Canopy Growth, the most prolific pusher of pot beverages, owns a roughly 27 per cent stake in Canopy Rivers. But the venture capital firm sees a bigger opportunity in another cannabis 2.0 category: gummies.

“Gummies represent 50 per cent of any mature market. They had a stocked out rate of 90 per cent when they first came online (in Canada),” Alexandrian said. “There is a huge demand for gummies, and there is not enough supply for it in the market today.”

Canopy Rivers’ latest portfolio addition was a stake in infused gummy-maker Dynaleo.

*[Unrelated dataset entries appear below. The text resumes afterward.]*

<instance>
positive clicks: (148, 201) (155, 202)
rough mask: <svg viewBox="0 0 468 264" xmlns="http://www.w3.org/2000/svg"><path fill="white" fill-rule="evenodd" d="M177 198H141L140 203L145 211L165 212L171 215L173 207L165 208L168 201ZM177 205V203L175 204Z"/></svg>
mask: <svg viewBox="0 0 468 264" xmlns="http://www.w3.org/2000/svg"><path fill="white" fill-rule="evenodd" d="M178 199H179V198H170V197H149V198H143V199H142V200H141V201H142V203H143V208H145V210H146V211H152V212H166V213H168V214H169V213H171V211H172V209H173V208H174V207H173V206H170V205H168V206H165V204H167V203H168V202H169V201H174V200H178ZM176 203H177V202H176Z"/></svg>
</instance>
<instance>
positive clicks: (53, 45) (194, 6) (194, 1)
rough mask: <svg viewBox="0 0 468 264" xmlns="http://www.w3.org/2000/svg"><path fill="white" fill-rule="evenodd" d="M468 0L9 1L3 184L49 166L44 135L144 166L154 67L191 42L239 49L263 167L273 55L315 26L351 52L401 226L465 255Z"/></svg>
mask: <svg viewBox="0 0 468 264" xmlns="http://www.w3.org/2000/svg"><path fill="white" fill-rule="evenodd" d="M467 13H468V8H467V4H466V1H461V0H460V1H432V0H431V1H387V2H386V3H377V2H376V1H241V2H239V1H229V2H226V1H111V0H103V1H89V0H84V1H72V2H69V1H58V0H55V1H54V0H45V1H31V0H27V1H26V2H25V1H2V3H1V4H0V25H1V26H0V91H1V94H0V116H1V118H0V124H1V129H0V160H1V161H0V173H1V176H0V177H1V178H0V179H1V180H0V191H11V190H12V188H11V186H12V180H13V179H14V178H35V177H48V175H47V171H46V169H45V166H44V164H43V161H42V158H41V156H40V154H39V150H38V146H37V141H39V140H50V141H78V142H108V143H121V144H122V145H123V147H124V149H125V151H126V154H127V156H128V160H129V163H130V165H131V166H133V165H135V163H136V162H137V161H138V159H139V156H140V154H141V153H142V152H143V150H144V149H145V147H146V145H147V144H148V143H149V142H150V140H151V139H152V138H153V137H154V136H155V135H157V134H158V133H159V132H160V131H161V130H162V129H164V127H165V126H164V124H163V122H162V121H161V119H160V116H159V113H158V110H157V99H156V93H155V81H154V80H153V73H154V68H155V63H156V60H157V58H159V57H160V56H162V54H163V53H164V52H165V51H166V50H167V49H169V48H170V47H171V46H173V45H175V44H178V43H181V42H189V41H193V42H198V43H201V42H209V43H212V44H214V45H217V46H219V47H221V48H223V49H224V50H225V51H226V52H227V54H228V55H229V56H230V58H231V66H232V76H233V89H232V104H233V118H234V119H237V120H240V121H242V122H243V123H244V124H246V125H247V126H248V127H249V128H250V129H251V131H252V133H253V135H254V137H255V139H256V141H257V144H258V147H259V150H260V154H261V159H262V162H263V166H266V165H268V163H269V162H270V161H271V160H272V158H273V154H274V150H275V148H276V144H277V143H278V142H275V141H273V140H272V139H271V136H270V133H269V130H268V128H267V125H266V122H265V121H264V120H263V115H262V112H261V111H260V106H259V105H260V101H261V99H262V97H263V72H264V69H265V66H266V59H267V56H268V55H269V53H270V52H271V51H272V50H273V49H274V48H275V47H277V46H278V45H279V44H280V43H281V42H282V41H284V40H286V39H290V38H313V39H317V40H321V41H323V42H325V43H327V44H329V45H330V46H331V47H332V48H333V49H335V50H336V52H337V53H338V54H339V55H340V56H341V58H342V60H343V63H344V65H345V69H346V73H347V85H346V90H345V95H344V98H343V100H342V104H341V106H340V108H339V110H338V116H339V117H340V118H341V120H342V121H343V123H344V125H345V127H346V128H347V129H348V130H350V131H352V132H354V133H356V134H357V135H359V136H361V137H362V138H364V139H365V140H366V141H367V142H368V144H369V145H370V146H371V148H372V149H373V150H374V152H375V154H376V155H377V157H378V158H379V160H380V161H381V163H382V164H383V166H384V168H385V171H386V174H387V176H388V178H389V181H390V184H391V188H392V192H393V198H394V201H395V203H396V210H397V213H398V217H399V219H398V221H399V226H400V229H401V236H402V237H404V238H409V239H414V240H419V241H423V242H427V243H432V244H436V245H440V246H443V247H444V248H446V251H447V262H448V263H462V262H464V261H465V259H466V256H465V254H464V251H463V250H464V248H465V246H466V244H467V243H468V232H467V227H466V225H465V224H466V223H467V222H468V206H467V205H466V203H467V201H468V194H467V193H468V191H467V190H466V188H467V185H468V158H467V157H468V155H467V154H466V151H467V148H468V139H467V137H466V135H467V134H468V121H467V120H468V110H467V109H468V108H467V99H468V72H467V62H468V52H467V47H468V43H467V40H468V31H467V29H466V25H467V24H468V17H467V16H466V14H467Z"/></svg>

The Edmonton-based company recently received a processing licence from Health Canada and expects to begin supplying retailers shortly.

Valuations plunge, institutional money & Fortune 500 firms flee

Canopy Rivers invests in both private and public companies. Alexandrian said valuations have softened considerably as cash-strapped firms run short on financing options. The flip side, he said, is the institutional money and blue chip companies that tend to propel the sector when they buy into pot are increasingly retreating to the sidelines.

“We need that kind of capital coming into the industry,” Alexandrian said, referencing Canopy’s deal with booze giant Constellation Brands. 

Cannabis entrepreneurs are adjusting to the new normal as well.

“We still see some valuations that we think are absurdly high. They find out quickly that they can’t raise at that number. They come back a week or two later and say, ‘We’re 50 per cent lighter than what we told you,’” he added. “If you look at our statistics through our database of who is pitching to us, the median raise was at $4 million prior to COVID. Post-COVID, it’s gone down to about $2 million.”